Entstanden ist eine 25-minütige Audiodokumentation, in der sechs verschiedene Menschen aus Bottrop von ihren Ängsten, Sorgen und Träumen erzählen. Sie erzählen von der Zeche, von einer Stadt, die vom Strukturwandel betroffen ist und von ihrem Verständnis von Heimat. Sie sprechen über ihre ganz persönliche Zukunft und über ihre Wünsche in Bezug auf ihre Arbeit und auf ihr Zuhause.

Im Jahr 2021 ist das Ruhrgebiet immer noch geprägt vom Bergbau und die Gesellschaft vor allem von der Corona-Pandemie. Viele Menschen haben Sorgen, Probleme, Fragen und Ideen. Sie werden aber nicht gehört. Das möchte Salon5 mit den neuen Bottroper Protokollen ändern. Die Menschen aus der Mitte der Gesellschaft sollen zu Wort kommen. Das ist auch eine Vision, die CORRECTIV verfolgt: Es geht darum den Menschen zuzuhören, die Probleme in der Gesellschaft zu hören und durch Berichterstattung darüber Debatten auszulösen. Die Interviews sind ein Zeugnis der deutschen Gesellschaft im Jahr 2021. Entstanden ist eine Audiodokumentation mit Ausschnitten aus allen Interviews. Es wurde kritisiert, gelobt, in Erinnerungen geschwelgt und in die Zukunft geblickt. Und die Reporterinnen und Reporter haben zugehört.
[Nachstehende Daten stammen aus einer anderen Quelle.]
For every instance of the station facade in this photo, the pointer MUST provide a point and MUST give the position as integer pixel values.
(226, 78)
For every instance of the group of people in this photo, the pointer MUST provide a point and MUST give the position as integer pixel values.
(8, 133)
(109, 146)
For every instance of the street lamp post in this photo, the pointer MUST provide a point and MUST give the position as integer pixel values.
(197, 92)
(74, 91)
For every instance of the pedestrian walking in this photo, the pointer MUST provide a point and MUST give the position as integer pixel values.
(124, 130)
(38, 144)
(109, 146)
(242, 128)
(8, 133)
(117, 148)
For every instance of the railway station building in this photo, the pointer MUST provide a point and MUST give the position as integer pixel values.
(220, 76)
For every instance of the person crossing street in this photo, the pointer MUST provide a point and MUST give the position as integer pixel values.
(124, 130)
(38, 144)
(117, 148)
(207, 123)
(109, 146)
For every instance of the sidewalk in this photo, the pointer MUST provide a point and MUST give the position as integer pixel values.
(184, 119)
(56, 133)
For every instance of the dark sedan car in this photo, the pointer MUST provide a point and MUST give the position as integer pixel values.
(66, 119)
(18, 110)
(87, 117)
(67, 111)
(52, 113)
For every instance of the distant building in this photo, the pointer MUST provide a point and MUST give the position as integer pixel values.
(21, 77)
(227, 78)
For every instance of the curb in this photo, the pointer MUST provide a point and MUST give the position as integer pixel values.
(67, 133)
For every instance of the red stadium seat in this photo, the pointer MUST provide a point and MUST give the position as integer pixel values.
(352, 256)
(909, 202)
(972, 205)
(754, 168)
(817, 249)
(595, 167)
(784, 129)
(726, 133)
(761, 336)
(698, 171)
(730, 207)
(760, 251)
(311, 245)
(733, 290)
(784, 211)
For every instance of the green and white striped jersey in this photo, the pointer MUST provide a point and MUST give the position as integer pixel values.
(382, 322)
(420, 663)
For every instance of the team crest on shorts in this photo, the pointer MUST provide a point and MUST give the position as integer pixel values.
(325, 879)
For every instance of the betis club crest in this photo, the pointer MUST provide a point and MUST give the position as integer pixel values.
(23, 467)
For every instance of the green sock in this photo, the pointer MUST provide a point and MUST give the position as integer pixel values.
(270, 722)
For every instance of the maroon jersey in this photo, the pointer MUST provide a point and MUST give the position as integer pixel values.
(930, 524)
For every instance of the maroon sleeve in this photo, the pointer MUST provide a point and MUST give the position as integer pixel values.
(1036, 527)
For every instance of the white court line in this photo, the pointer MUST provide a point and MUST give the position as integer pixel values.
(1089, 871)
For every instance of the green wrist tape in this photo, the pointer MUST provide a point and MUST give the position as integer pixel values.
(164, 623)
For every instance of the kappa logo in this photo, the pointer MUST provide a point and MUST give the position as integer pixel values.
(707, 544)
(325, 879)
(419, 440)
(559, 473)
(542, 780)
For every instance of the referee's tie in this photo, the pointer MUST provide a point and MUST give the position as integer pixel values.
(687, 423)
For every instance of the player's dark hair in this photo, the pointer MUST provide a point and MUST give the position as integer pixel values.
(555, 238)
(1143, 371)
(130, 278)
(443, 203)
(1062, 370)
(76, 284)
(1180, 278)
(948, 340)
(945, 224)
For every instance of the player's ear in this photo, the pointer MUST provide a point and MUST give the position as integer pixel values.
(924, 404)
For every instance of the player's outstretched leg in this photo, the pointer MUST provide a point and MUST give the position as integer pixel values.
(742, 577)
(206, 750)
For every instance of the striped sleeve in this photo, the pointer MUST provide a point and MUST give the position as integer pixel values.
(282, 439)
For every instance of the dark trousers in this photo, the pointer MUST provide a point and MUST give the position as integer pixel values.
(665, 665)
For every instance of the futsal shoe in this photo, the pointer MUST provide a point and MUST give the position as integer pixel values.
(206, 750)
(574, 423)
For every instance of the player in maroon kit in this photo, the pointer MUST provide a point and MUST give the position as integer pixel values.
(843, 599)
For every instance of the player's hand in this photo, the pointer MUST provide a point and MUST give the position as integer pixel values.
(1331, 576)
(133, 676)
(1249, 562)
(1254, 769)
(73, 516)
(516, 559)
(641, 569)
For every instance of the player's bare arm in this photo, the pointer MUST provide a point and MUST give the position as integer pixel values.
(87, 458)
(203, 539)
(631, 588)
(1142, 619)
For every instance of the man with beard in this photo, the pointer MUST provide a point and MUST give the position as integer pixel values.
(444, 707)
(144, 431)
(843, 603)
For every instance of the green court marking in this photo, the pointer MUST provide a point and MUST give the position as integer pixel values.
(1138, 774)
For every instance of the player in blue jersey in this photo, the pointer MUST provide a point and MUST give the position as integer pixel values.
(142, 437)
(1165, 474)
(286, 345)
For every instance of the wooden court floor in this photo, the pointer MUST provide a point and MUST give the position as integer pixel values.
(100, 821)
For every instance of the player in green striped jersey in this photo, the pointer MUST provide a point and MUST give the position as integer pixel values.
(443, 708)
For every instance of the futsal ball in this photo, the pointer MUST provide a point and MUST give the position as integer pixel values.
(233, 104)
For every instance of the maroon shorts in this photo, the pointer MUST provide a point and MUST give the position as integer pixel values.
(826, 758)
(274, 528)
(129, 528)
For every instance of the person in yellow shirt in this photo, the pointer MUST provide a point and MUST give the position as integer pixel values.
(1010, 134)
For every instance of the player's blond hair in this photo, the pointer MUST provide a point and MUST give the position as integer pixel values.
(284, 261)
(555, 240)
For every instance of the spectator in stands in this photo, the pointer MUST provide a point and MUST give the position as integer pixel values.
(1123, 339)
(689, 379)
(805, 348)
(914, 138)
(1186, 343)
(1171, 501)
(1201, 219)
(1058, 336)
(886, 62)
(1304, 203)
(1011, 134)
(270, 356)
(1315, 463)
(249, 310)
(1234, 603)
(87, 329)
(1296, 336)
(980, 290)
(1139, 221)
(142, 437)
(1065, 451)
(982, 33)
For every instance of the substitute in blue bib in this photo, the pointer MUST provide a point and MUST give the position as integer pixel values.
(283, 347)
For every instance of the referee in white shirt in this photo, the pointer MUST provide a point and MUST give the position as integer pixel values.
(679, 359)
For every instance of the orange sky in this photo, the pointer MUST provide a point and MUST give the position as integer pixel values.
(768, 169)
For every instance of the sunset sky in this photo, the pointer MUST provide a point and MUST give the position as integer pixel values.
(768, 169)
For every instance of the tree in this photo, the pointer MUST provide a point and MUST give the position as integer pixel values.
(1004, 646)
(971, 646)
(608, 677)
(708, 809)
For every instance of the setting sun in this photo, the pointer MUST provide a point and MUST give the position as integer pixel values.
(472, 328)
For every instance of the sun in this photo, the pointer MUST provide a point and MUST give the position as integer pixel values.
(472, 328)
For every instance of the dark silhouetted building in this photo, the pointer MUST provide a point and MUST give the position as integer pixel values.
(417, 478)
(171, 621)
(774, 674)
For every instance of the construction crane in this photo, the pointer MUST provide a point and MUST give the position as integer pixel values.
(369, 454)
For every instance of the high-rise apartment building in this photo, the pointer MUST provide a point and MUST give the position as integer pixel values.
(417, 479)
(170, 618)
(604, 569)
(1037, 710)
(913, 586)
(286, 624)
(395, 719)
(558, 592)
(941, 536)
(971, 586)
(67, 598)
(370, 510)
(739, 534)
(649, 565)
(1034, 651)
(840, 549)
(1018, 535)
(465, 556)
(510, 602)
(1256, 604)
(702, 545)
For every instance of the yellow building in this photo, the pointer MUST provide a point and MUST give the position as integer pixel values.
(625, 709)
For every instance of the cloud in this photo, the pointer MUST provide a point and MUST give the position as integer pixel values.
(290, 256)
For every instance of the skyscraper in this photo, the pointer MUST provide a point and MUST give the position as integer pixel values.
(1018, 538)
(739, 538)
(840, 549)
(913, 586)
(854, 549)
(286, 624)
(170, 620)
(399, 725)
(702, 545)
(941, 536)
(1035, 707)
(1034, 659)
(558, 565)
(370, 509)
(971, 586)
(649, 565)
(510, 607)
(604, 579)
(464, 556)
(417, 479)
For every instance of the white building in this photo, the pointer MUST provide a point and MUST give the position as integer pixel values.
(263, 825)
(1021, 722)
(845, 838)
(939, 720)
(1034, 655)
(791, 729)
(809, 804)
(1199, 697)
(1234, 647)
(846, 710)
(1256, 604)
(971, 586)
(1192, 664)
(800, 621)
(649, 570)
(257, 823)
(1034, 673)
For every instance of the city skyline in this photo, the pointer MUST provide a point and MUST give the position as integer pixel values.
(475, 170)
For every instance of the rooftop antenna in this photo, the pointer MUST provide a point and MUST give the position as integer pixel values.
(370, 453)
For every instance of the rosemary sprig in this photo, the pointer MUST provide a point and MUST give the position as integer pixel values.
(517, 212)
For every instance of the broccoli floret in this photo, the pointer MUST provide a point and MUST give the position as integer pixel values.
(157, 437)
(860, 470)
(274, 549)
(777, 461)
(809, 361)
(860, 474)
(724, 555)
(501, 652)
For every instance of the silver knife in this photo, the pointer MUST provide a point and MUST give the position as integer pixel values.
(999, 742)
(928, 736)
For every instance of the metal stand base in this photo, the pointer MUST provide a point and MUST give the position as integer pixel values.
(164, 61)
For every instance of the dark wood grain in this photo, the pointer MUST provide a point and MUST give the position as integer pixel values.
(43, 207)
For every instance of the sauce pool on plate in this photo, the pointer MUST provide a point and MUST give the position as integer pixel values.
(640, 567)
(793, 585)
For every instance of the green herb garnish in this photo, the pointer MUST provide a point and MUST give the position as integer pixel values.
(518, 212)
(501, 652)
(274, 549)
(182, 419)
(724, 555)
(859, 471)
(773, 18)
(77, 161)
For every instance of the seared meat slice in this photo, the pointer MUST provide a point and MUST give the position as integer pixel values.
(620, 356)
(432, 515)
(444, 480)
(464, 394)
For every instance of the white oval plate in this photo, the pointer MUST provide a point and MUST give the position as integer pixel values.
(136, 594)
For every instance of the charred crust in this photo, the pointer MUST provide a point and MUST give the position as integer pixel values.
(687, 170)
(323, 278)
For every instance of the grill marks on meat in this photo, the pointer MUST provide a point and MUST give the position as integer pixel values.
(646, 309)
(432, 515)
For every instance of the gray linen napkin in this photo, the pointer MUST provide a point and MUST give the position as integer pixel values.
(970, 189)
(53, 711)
Salon5 ist die Jugendredaktion von CORRECTIV. Hier machen Jugendliche Programm für Jugendliche: Mit Podcasts, einem Webradio und Social-Media. Die Jugendlichen setzen die Themen um, die sie interessieren. Dabei werden sie von Journalistinnen und Journalisten unterstützt. Bei Salon5 geht es darum, junge Menschen sprechen zu lassen und ihnen zu zeigen, dass ihre Meinung gehört wird. Die Redaktion sitzt in Bottrop. Die Jugendlichen kommen aus dem ganzen Ruhrgebiet.